P300 speller with multisensory stimuli

Researchers have developed P300 BCI based on various kinds of stimuli, including visual P300 BCI (Kaufmann et al., 2011; Li et al., 2015), auditory P300 BCI (Guo et al., 2010; Halder et al., 2010; Xu H. et al., 2013), and tactile P300 BCI (Brouwer and van Erp, 2010), with the intention to be used more universally. The most common P300 BCI is the visual-based BCI since it performs much better than the other types of stimuli, as is the P300 speller. It is difficult to find a P300 speller based on audio-only or tactile-only stimuli. Recently, some researchers have proposed P300 spellers based on multiple senses. In reference Sellers and Donchin (2006), Sellers and Donchin designed a simple paradigm providing three presentation modes, auditory, visual, and audiovisual, and texted it with ALS patients. The result found that it is feasible to use audiovisual stimuli with ALS patients. In reference Belitski et al. (2011), Belitski et al. introduced a matrix audiovisual P300 speller, which numbered every row/column, and each of them intensified with a spoken number. The results showed that the performance of this multisensory speller slightly outperformed both the uni-visual and uni-audio P300 spellers.
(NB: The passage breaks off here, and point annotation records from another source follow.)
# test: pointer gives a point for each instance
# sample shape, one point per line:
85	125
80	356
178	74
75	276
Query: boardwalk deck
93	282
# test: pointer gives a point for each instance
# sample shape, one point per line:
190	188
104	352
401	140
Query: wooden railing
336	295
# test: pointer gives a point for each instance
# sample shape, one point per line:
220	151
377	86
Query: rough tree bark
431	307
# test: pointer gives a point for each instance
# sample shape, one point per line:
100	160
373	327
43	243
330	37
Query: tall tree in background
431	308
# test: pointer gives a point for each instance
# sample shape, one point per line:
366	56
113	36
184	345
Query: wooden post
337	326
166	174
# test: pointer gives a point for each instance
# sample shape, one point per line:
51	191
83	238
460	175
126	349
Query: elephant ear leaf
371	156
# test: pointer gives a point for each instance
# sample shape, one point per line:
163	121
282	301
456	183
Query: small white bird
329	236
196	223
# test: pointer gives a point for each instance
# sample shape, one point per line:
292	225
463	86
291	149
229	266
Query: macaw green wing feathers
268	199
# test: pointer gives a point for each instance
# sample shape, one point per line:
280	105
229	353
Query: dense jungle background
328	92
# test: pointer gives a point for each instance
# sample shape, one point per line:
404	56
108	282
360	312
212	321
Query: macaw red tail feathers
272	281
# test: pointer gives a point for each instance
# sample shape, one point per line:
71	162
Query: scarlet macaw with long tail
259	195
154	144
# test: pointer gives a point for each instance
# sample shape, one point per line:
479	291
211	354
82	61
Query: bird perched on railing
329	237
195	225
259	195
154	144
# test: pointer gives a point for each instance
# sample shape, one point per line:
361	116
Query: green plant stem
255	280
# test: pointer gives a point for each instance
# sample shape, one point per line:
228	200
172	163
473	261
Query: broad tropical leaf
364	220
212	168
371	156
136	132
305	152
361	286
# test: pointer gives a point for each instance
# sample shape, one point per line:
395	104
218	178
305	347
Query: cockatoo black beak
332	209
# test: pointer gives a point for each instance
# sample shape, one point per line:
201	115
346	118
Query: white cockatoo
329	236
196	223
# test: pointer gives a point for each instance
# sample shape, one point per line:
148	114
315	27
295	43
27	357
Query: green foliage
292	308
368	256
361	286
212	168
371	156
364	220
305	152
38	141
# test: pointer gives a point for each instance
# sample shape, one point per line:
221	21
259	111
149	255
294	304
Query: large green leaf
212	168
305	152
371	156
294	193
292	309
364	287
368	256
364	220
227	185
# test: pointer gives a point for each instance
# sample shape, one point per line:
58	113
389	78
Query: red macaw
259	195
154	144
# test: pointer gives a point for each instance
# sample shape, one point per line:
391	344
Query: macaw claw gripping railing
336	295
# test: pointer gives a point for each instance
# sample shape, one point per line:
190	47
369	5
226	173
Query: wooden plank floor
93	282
This paradigm laid the groundwork for later research.

Lu et al. (2019a) proposed a two-level audiovisual paradigm on the basis of the traditional regional flashing paradigm. As shown in Figure 4, the paradigm included two levels: level 1 was made up of six group areas, each of which included six characters (Figure 4A); level 2 consisted of six single characters spreading from one group area of level 1 (Figure 4B). In level 1, six areas were arranged in three rows and two columns, numbered from top to bottom and from left to right. Each area was intensified randomly and was selected with a broadcast of its serial number from one sight of the earphone (Figure 4A). Similarly, in level 2, six characters were arranged into a 3×2 matrix, randomly intensified, and each was targeted with a broadcasting of its pronunciation (Figure 4B). It should be noted that the sound coming from the side (left/right) of the earphone corresponded to the side of the column (left/right), ensuring spatial and semantic congruence, which can make some areas of the brain more activating, thus helping more accurate classification (Plank et al., 2012).

FIGURE 4

Figure 4. This is an example of a regional audiovisual paradigm for a P300 BCI speller. (A) The layout of level 1. (B) The layout of level 2, which corresponded to the region placed in the upper left corner of level 1. Modified from Pan et al. (2013).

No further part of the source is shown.